Hokusai a Torino

hokusai torino 2Dal 16 marzo al 30 aprile nella galleria Elena Salamon - Arte Moderna di Torino è allestita la mostra HOKUSAI – Il vecchio che amò l’arte di folle amore, una rassegna di stampe originali di Hokusai Katsushika, il più celebre degli artisti giapponesi del XIX secolo.

Hokusai per tutta la vita cercò di concepire l’opera d’arte perfetta, come dice nel colophon del primo volume alle Cento vedute del Fuji “…dall’età di sei anni ho sentito il desiderio di dipingere qualsiasi cosa vedessi attorno a me.  Arrivato ai cinquant’anni, mi sono accorto di aver creato un infinito numero di opere, ma posso dire che non c’è nulla davvero degno di nota in ciò che ho prodotto fino ai settant’anni. Solo adesso, all’età di settantatré anni, ho parzialmente ca­pito la vera forma e il carattere di uc­celli, pesci e piante. Pertanto, quando arriverò a ot­tant’anni, avrò ancor più approfondito queste conoscenze e a novanta riuscirò a penetrare nel vero, intimo significato delle cose. A cento anni raggiungerò un alto livello di perfezione e, all’età di centodieci, ogni cosa che io creerò, ogni punto e ogni linea che traccerò, saranno vita essi stessi.”.

Le stampe in esposizione fanno capire come l’arte fu per Hokusai l’unica fonte di significato per tutta la vita “A guidare la scelta delle opere” dice Elena Salamon “è stato il profondo amore verso l’arte di Hokusai; un amore antico che è fiorito in me fin da bambina, quando mia nonna allestì la prima mostra del maestro con stampe provenienti della collezione di Frank Lloyd Wright. Di Hokusai ho sempre apprezzato il gesto perfetto abbinato al suo temperamento e alla sua incredibile passione, al suo essere artista mai sazio, in costante ricerca e attività.”.

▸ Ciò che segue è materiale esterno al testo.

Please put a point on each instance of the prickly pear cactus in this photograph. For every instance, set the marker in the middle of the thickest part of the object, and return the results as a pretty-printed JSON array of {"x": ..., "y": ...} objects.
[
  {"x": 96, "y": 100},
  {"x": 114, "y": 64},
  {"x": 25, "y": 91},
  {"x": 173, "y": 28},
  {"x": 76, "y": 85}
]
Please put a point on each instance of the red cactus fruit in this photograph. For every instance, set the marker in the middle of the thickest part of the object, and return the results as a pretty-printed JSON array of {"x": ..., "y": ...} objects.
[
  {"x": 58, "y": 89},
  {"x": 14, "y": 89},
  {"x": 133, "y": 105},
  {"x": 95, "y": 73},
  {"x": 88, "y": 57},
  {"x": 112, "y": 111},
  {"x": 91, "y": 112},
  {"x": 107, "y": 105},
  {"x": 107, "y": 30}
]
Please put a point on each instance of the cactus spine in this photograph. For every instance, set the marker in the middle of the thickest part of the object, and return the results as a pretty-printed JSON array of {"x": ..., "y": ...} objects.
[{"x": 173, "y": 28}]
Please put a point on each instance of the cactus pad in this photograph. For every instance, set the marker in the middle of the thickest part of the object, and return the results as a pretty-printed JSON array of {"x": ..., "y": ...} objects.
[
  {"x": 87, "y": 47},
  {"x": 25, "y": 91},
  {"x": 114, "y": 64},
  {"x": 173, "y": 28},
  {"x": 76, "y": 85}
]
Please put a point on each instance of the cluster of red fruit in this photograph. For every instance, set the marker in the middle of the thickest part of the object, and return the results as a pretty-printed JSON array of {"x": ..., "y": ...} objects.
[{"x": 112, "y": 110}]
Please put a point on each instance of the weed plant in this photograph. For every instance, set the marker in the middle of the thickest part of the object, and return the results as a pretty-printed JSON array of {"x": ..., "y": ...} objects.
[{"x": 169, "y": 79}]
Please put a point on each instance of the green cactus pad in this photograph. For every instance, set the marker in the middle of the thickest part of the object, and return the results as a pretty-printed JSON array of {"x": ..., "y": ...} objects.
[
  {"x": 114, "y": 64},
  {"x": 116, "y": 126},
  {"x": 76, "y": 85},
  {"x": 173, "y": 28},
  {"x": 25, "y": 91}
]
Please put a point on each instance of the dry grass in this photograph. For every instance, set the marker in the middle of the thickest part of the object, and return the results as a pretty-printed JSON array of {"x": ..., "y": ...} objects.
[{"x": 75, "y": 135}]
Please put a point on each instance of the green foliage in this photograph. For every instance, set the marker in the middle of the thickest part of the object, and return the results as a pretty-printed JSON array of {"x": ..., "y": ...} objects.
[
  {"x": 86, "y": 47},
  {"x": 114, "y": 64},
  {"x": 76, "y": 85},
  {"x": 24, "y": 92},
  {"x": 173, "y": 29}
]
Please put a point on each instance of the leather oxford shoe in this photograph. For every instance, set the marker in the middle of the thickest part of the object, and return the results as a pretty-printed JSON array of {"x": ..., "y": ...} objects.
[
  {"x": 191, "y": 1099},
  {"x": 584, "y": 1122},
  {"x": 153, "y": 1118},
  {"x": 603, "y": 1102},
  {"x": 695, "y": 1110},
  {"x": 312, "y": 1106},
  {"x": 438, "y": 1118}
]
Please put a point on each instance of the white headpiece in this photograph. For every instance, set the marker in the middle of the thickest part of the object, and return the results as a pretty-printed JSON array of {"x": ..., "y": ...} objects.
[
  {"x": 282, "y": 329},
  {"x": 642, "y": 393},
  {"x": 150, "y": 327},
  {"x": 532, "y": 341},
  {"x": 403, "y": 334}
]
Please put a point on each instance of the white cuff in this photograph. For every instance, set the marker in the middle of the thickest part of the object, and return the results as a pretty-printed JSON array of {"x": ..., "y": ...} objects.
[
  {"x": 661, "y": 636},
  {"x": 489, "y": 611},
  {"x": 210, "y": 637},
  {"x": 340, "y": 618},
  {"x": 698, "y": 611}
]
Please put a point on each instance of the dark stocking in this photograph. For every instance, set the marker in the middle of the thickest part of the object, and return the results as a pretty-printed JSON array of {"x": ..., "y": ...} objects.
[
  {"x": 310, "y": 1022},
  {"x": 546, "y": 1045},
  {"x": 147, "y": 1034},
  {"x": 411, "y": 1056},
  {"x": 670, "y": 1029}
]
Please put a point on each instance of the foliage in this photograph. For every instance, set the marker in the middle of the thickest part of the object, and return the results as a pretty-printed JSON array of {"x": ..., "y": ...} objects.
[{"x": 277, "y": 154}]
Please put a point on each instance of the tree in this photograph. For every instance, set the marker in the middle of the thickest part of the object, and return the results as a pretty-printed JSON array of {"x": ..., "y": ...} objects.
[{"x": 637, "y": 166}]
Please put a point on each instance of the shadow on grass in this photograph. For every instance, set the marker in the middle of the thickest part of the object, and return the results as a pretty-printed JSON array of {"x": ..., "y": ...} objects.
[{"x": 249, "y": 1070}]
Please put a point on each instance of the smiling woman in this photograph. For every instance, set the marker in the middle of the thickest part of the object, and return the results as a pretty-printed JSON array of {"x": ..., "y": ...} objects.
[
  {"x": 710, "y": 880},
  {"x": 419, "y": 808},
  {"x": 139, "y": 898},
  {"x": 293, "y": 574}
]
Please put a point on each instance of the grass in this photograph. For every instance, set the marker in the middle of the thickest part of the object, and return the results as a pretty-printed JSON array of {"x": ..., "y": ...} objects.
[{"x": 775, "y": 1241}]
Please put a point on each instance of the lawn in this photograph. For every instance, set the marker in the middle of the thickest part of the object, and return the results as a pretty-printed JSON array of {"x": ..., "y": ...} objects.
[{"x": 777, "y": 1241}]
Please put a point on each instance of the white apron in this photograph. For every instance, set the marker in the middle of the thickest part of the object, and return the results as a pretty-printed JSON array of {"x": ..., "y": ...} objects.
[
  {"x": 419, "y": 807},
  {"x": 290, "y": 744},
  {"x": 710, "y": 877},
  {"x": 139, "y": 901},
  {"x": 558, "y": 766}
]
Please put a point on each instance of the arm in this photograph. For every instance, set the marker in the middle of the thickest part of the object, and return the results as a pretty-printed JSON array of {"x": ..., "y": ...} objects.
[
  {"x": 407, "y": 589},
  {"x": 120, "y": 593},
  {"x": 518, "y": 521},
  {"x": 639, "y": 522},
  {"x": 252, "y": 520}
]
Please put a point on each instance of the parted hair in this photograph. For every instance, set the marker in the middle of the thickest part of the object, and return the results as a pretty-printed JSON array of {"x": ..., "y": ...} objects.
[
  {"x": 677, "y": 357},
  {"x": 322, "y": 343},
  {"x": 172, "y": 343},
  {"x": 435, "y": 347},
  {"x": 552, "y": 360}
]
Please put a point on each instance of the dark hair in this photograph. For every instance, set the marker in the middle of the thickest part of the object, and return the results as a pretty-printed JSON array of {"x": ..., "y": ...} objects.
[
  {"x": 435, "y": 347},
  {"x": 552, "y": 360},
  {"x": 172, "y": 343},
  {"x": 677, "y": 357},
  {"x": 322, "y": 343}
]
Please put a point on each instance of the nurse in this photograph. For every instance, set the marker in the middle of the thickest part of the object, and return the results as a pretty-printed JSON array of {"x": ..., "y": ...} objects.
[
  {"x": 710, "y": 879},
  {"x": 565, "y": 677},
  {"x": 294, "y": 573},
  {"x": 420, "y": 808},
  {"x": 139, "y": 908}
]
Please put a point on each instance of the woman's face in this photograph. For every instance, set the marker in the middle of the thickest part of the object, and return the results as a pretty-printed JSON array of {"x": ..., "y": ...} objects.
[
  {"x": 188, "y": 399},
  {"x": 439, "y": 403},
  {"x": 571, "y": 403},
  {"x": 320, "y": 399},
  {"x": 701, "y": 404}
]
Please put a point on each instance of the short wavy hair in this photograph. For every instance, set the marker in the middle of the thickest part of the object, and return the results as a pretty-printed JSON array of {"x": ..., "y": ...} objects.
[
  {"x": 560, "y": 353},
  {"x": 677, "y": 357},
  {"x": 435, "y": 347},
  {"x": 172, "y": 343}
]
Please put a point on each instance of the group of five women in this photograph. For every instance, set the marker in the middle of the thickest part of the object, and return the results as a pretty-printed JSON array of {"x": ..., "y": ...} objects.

L’esposizione all’Elena Salamon - Arte Moderna si compone di 108 Xilografie che fanno parte della serie delle Cento vedute del Fuji con una raffinata selezione di stampe a colori, tratte dalle Trentasei vedute del Fuji, da I ponti di tutte le Province e dalla serie dei Surimono, dove Hokusai riesce a esprimere, attraverso sapienti tratti, la sua passione profonda e avvolgente per la natura.

Tra le stampe presentate in galleria ci sono Il Fuji da una macchia di bambù detta Le canne, Il Fuji dal mare detta La grande onda, I tre bianchi del Fuji, La baia di Tago vicino a Eijiri sulla Tokaido e Il Grande Cedro sul passo di Mishima nella provincia di Kai.

Tutte le stampe hanno delle schede tecniche redatte alla luce degli studi più recenti e con precise informazioni su tirature, stati, stampatori ed editori.

La galleria è aperta nei martedì, mercoledì e venerdì dalle 15 alle 19 e giovedì e sabato dalle 10.30 alle 19.